Take 1: the van screeches onto the set, side door open, I'm shooting from the opening and there is plenty of fruity language, as directed. You could have had 'Ride of the Valkyries' playing. Until Chris stood on the brakes. The van stopped. Chris and Jamie, bracing themselves, stopped. The open side door kept moving. As did I. Just before the door slammed shut, the camera picked me up, my forward momentum only being slowed by my right knee on the van's floor before being finally halted, courtesy of my shoulder getting personal with the van's bulkhead.

There was more fruity language, although unplanned this time.

Chris leaned over from the driving seat to inspect the human wreckage. "Sorry mate, should have warned you. Think we'll have the door closed for the next take, think you can open it and leap out instead?"

Leap? Leap?

Take 2: as planned, we make it into the compound. "Eat lead, muddyfunsters!" we scream as the doors open. I then manage to shoot the actor playing my boss in the head. That wasn't in the script.

"Cut!"

Take 3: everything comes together. I leap out and take out several cops. I then notice that my knee is smarting ever so slightly. I'm wincing when I move my arm, too. It's not a good look for a henchman, to be honest, however I manage to put down the final policeman with the odd punch or two. I must be acting, I'm a confirmed pacifist. Plus, he's about 6" taller than me and has clearly seen the inside of a gym at some point in the last 15 years. Back into the van and off we go.

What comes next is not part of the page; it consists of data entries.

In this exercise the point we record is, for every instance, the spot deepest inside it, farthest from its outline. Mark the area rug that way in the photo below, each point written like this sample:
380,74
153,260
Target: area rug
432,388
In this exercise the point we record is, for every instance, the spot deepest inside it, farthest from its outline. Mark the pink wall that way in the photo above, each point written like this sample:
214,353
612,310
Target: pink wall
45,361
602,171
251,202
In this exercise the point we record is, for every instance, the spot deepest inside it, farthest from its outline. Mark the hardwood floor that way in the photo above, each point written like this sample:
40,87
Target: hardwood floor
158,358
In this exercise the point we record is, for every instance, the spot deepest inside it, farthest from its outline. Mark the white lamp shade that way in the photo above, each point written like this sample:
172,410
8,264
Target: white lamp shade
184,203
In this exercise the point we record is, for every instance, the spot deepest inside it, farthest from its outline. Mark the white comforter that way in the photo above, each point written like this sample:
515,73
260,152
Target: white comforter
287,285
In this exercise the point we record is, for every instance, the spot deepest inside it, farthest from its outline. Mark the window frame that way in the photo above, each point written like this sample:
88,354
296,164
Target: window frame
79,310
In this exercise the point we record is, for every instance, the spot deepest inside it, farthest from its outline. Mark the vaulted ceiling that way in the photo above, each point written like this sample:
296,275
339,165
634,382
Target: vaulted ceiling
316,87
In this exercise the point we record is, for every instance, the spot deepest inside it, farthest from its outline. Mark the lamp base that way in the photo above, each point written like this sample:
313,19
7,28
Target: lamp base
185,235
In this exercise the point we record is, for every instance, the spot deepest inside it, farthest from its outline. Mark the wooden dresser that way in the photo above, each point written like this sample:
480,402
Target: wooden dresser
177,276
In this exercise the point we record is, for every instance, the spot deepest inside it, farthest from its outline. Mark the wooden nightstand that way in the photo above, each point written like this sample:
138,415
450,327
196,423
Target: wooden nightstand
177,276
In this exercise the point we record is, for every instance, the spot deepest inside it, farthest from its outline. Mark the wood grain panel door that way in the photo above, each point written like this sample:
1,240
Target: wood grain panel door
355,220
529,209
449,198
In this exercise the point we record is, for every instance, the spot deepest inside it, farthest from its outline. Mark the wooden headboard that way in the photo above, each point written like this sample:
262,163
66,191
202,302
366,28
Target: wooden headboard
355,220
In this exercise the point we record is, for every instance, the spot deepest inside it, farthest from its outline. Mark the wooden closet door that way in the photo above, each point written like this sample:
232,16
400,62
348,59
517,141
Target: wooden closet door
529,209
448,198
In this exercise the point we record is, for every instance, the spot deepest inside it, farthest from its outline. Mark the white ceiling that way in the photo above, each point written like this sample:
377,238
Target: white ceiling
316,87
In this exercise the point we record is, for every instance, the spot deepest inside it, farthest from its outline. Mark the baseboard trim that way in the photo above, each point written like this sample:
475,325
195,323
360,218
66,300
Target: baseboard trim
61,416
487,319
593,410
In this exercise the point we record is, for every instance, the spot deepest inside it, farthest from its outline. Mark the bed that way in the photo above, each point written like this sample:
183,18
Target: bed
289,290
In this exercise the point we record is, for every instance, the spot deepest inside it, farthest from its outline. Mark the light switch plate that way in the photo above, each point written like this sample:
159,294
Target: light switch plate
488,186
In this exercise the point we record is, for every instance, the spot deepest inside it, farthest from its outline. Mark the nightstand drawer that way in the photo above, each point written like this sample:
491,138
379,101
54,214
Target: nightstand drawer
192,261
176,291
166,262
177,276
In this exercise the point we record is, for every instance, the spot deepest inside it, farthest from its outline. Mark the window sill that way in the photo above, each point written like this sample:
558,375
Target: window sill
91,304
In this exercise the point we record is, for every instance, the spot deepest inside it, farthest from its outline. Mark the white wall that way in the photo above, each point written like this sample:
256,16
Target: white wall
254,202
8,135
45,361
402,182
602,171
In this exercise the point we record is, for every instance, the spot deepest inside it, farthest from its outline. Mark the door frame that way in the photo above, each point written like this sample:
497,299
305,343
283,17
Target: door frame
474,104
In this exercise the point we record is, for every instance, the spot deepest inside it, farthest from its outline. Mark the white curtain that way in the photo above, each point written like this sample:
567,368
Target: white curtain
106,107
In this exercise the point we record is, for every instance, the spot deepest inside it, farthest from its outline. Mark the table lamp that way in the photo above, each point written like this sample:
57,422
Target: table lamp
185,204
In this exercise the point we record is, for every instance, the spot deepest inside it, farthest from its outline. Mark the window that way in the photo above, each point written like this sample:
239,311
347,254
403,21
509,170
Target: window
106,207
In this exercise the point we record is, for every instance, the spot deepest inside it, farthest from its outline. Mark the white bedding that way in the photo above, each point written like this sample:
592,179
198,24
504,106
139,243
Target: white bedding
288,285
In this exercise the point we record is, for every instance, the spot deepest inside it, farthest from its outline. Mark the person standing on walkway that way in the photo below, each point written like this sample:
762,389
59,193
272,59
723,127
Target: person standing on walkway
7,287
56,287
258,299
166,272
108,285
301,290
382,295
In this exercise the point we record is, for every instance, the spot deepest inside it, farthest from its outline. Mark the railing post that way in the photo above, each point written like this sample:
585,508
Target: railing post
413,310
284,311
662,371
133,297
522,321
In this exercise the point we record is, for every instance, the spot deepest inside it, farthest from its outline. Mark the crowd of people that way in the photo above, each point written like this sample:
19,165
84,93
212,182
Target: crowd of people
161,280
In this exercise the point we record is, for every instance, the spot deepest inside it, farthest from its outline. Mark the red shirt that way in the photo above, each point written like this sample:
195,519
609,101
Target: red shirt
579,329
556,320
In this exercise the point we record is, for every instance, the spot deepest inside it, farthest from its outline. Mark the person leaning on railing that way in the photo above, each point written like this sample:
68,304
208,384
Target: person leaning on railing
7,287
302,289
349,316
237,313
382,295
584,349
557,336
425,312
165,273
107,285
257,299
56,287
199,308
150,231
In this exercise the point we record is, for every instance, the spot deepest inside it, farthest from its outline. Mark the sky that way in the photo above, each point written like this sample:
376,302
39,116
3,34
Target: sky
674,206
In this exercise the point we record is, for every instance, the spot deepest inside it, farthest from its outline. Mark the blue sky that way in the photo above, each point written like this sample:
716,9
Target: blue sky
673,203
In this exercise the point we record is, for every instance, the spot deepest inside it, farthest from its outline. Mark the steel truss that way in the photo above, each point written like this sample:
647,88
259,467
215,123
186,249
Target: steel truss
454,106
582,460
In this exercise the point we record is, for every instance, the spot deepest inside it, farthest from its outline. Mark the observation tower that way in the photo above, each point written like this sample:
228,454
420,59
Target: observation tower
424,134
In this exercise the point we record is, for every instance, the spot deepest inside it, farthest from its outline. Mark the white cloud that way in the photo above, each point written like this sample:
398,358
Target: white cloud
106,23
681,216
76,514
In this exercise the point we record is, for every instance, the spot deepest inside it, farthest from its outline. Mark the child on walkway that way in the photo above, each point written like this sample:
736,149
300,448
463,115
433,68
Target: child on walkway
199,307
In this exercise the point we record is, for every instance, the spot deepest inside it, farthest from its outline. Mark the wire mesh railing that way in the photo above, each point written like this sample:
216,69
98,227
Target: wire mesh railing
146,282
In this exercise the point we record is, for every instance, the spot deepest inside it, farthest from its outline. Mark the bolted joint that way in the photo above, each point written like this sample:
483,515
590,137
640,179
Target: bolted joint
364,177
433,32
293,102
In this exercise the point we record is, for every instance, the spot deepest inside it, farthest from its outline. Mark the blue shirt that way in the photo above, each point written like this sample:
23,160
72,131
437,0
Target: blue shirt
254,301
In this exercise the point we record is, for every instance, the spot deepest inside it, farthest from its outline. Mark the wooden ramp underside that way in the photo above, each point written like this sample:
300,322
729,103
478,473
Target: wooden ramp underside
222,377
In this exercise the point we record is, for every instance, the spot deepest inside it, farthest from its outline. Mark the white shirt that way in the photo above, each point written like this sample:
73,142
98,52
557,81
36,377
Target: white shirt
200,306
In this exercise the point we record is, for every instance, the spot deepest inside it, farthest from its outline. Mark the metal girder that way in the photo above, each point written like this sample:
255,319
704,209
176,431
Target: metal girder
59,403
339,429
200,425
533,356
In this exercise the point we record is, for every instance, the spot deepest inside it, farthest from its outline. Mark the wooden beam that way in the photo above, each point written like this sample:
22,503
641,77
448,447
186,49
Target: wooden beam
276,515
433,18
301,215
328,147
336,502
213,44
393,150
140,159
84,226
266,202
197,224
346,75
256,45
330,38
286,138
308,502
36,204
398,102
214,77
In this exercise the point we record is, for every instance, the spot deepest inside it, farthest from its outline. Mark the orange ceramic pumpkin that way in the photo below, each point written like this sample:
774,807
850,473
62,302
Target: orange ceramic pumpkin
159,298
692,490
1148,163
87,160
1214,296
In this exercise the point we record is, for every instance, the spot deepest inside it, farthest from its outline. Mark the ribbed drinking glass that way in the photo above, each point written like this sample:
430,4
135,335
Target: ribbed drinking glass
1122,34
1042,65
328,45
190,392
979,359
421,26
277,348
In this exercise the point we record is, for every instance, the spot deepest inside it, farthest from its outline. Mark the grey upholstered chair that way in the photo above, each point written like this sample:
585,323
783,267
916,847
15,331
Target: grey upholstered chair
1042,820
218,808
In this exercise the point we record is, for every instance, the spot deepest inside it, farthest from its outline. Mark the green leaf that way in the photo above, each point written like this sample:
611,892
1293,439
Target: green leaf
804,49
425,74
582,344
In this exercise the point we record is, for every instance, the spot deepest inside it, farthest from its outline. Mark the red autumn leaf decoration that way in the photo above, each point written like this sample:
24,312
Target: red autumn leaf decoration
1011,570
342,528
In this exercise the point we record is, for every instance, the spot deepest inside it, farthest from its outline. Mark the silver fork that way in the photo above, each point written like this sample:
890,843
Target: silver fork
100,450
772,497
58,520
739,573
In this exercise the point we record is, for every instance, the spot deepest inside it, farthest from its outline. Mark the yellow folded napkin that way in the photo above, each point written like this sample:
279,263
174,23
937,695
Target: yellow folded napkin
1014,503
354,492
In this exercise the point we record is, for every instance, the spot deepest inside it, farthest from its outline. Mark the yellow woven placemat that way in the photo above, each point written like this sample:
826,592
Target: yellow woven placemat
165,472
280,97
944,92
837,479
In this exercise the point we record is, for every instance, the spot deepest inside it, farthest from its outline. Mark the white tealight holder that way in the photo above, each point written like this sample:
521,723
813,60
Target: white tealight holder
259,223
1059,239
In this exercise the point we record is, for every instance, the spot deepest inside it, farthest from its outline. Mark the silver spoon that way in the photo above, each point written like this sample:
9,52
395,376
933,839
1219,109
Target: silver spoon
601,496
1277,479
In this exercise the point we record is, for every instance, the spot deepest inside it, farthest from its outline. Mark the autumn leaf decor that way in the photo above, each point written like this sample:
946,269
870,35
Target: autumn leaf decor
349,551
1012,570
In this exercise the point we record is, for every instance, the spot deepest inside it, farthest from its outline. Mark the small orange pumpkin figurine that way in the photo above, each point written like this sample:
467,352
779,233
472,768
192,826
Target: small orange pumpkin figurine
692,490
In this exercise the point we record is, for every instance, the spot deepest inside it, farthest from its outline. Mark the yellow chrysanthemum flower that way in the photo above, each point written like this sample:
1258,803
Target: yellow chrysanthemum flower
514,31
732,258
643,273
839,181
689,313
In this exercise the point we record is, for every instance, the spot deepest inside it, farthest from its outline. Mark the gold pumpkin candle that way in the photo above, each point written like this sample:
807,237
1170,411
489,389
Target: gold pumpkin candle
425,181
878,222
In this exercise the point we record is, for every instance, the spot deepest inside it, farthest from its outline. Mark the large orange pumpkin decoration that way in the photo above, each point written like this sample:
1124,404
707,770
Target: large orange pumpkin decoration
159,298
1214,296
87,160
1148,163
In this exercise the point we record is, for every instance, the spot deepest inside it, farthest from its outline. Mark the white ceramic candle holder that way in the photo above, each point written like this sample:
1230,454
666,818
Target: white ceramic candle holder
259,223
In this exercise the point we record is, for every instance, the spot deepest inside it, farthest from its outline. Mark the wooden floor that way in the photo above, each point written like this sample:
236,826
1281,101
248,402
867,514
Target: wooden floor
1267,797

"Cut! That's a wrap, thank you everyone."

When I got home I checked and saw that my right knee looked like Tasmania on Google Earth. Not a good look. Well, not for a knee, anyway. My shoulder was really starting to join in the fun whenever I twisted or picked anything up. Or just moved around. Then my left knee and ankle were making themselves noticed, too. To add to the mix I seemed to be suffering from sunburn.

I think I've slightly dislocated my shoulder. Is that possible, or is shoulder dislocation an absolute, binary, all-or-nothing sort of thing?

You know, I can't help thinking that Steven Segal doesn't have these problems.

Tuesday 9 June 2009

Aches and pains

It started with a dull ache at the base of my back. I was probably imagining this next bit, but it felt like it was in two separate areas, one on each side.

That was it then, I thought. It was my kidneys on their way out. A lifetime of overindulgence and fast living had finally caught up with me.

"You great steaming pillock," enthused Katie sympathetically, "you had one pint of cider yesterday and all of a sudden you're the next Oliver Reed?. You are, and I repeat this for the sake of emphasis, a great steaming pillock."

You can go years in this household without as much as a kindly word.

Where was I? Oh yes, the nagging pain.

It hurts when I stand. If I'm seated, it's uncomfortable. And there's pain when I lie down. Moving between these three states causes agony. This is not good. Consistent, but not good.

But now it moves. Because lower back pain on its own is so last century, isn't it? Now we have the unalloyed delight that is a tingling down the back of each leg.

"Ooh, ooh! I know this one," said Katie the other night. "That'll be sciatica."

Nemesis of mine, you now have a name. So there followed the Checking Up of you on The Internet.

"So, do you think I need the Intradiscal Electrothermaplasty?" I asked aloud. "Or perhaps the Radiofrequency Discal Nucleoplasty? Maybe some Perispinal Etanercept injections, just to be on the safe side?"

"Or maybe you should have some ibuprofen and do the washing-up."

Like a latter-day Florence Nightingale, you know.